To delete data from a table we use a DELETE command:
DELETE FROM `table_name` WHERE `columnName` = 'value';
Note the use of the WHERE clause - without this all items in the table would be deleted!
THERE IS NO UNDO
INSERT INTO `categories` (`id`, `category`) VALUES
(1, 'Funny'),
(2, 'Serious'),
(3, 'Awkward'),
(4, 'Joke'),
(5, 'Winner');
INSERT INTO `categories_answers` (`id`, `category_id`, `answer_id`) VALUES
(1, 1, 1),
(2, 2, 2),
(3, 3, 2),
(4, 4, 1),
(5, 4, 3),
(6, 5, 3),
(7, 1, 4),
(8, 2, 4),
(9, 5, 5),
(10, 3, 6),
(11, 4, 6),
(12, 1, 7),
(13, 2, 8);
INSERT INTO `answers` (`id`, `user_id`, `question_id`, `tweet_id`, `answer`, `date_added`) VALUES
(1, 1, 1, '1347651374', 'Stilton', '2013-03-08 17:29:41'),
(2, 2, 1, '2374234', 'Melted', '2013-03-21 07:13:00'),
(3, 3, 2, '2378461216', 'Michael Fish', '2013-03-05 00:00:00'),
(4, 1, 2, '23746182376', 'humahumanukanukaapuaa', '2013-03-19 00:00:00'),
(5, 1, 3, '982736482764', 'Banned from the petting zoo', '2013-03-15 00:00:00'),
(6, 4, 3, '167312763512', 'Nothing', '2013-03-04 00:00:00'),
(7, 3, 4, '283746821364', 'Queen Latifah', '2013-03-20 00:00:00'),
(8, 4, 4, '71823182763', 'Rich', '2013-03-10 00:00:00');
INSERT INTO `questions` (`id`, `question`, `date_added`) VALUES
(1, 'What''s your favourite cheese?', '2013-03-03 15:30:23'),
(2, 'What''s your favourite fish?', '2013-03-20 15:29:38'),
(3, 'What''s the punchline to your favourite joke?', '2013-03-01 17:36:57'),
(4, 'Who''s your favourite queen?', '2013-03-09 19:45:42');
INSERT INTO `users` (`id`, `handle`, `name`) VALUES
(1, 'blah', 'Pete'),
(2, 'rich_xyz', 'Rich'),
(3, 'something', 'Nick'),
(4, 'dangerous', 'Mike');
To read data from a table (or multiple tables) we use a SELECT command
The simplest SELECT command will return everything in a database table:
SELECT * FROM `table`;
Rather than returning everything, it is possible to specify just the field names (columns) you want:
SELECT `field` FROM `table`;
Multiple fieldnames are separated by commas:
SELECT `field1`, `field2`, `field3` FROM `table`;
Rather than returning all results, we can add optional parameters to filter our request using WHERE:
SELECT * FROM `table` WHERE `field` = 'value';
SELECT `field1`, `field2`, `field3` FROM `table` WHERE `field1` > value;
We can order our results using ORDER BY:
SELECT * FROM `table` ORDER BY `id`;
We can change the order using ASC or DESC:
SELECT * FROM `table` WHERE `field` > 100 ORDER BY `time` ASC;
We can limit the number of results returned using LIMIT:
SELECT * FROM `table` ORDER BY `time` LIMIT 2;
This will return the latest two records in the specified table
We can specify an offset to start the LIMIT from:
SELECT * FROM `table` ORDER BY `time` LIMIT 2, 2;
This will return two records, starting from record 3 (This is useful for pagination of results)

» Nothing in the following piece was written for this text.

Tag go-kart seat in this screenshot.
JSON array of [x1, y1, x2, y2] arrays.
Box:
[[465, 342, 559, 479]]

We can combine conditions using AND and/or OR:
SELECT
`field1`, `field2`
FROM
`table`
WHERE
`field1` = 'lorem'
AND
`field2` > 12
ORDER BY
`time` ASC
All of the SELECT examples so far have been on only a single table
When we normalised the data, we specifically moved content into separate tables
Now we need to know how to recombine it
We need to add clauses to match the primary keys and foreign keys
Answers table
id | user_id | answer | date_added |
---|---|---|---|
1 | 1 | lorem ipsum | 2013-03-21 18:34:23 |
2 | 1 | quidquid Latine dictum sit altum videtur | 2013-03-21 19:32:17 |
3 | 2 | Lorem ipsum dolor sit amet | 2013-03-21 20:31:25 |
4 | 3 | quidquid Latine | 2013-03-21 21:32:17 |
5 | 2 | ullamco laboris nisi ut aliquip ex ea commodo | 2013-03-21 22:31:25 |
Users table
id | handle | name |
---|---|---|
1 | blah | Pete |
2 | something | Nick |
3 | dangerous | Mike |
SELECT with a join
SELECT
*
FROM
`answers`
JOIN
`users`
ON
`answers`.`user_id` = `users`.`id`
id | user_id | answer | date_added | handle | name |
---|---|---|---|---|---|
1 | 1 | lorem ipsum | 2013-03-21 18:34:23 | blah | Pete |
2 | 1 | quidquid Latine dictum sit altum videtur | 2013-03-21 19:32:17 | blah | Pete |
3 | 2 | Lorem ipsum dolor sit amet | 2013-03-21 20:31:25 | something | Nick |
4 | 3 | quidquid Latine | 2013-03-21 21:32:17 | dangerous | Mike |
5 | 2 | ullamco laboris nisi ut aliquip ex ea commodo | 2013-03-21 22:31:25 | something | Nick |
We can then add clauses, as before:
SELECT
*
FROM
`answers`
JOIN
`users`
ON
`answers`.`user_id` = `users`.`id`
WHERE
`users`.`id` = 1
id | user_id | answer | date_added | handle | name |
---|---|---|---|---|---|
1 | 1 | lorem ipsum | 2013-03-21 18:34:23 | blah | Pete |
2 | 1 | quidquid Latine dictum sit altum videtur | 2013-03-21 19:32:17 | blah | Pete |
We could also recombine our data without explicitly using a JOIN
Technically this is the same as an inner join, but the syntax is slightly different...
SELECT
*
FROM
`answers`, `users`
WHERE
`answers`.`user_id` = `users`.`id`
We have learnt how to query across multiple tables, by matching primary and foreign keys
When we query across multiple tables, the attributes from each table are flattened into a single table
There may be times when there are fields that we want to retrieve that have identical column names in more than one table (for example 'id')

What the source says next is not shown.